Summary
holding credible evidence supported commission's finding that job search efforts were reasonable where "claimant's list of employers . . . [was] not an extensive record for marketing efforts" but commission observed that claimant "[could] read and write at only a second or third grade level"
Summary of this case from Norfolk Shipbdg. v. McClearyOpinion
Record No. 2573-94-1.
May 14, 1996.
Appeal from the Workers' Compensation Commission.
F. Nash Bilisoly (Susan B. Potter; Vandeventer, Black, Meredith Martin, on brief), Norfolk, for appellant.
John H. Klein (Rutter Montagna, on brief), Norfolk, for appellee.
Present: BAKER, WILLIS and BRAY, JJ.
Virginia International Terminals, Inc. (employer) appeals from the decision of the Workers' Compensation Commission (commission) that affirmed the deputy commissioner's award of benefits to Melvin C. Moore, Jr. (claimant). Employer presents three questions: (1) whether there was sufficient evidence for the commission to find that claimant was disabled as of September 1, 1990, and that he made reasonable efforts to market his remaining work capacity; (2) whether claimant's claim is barred by the statutes of limitations embodied in Code §§ 65.1-56 and 65.1-99; and (3) whether employer is entitled to a credit for the total dollar amount paid under the Federal Longshore and Harbor Workers' Compensation Act (LHWCA).
Claimant sustained a compensable injury on November 10, 1986 while working as a hustler driver for employer. A "hustler" is a vehicle which moves cargo containers. Claimant fractured both wrists as the result of a fall from a hustler vehicle.
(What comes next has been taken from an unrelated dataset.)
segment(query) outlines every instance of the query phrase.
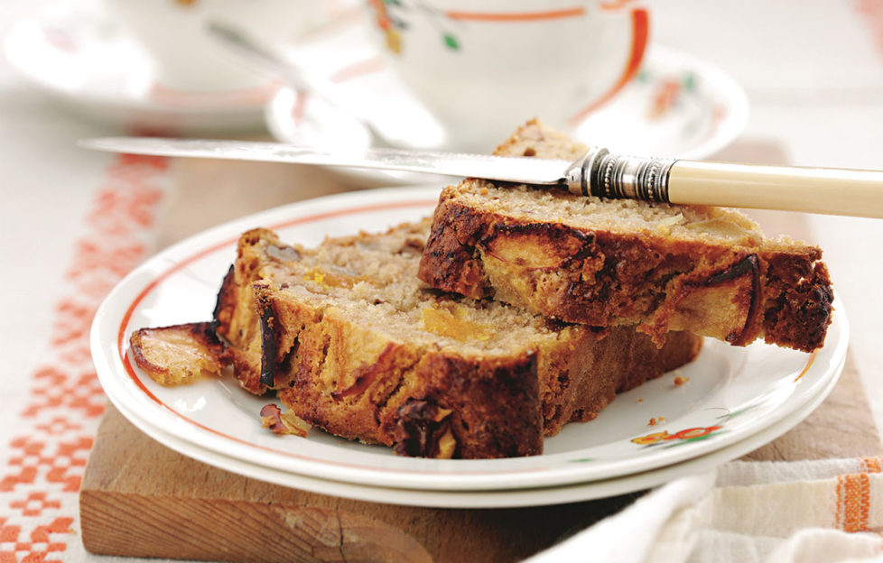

Claimant made several unsuccessful attempts to return to his pre-injury job and became a patient of Dr. Lawrence Morales, an orthopedic surgeon, on May 4, 1987. Dr. Morales concluded that claimant could not return to his job as a hustler driver but could do work of a lighter nature. On May 5, 1988, claimant filed a claim with the commission for the injury suffered in 1986.
No hearing was held on this claim until February 10, 1994.
On June 1, 1988, surgery was performed on claimant's right wrist. On July 28, 1988, claimant was discharged from the care of his surgeon, Dr. Theodore DuPuy, having received from him a thirty-five percent permanent disability rating to his upper extremity. From that date through August 31, 1990, claimant received permanent partial disability benefits under the LHWCA, as well as periods of temporary total disability (during surgery in 1988 and 1993) under the LHWCA. Employer asserts it paid a total of $128,578.60 under that act.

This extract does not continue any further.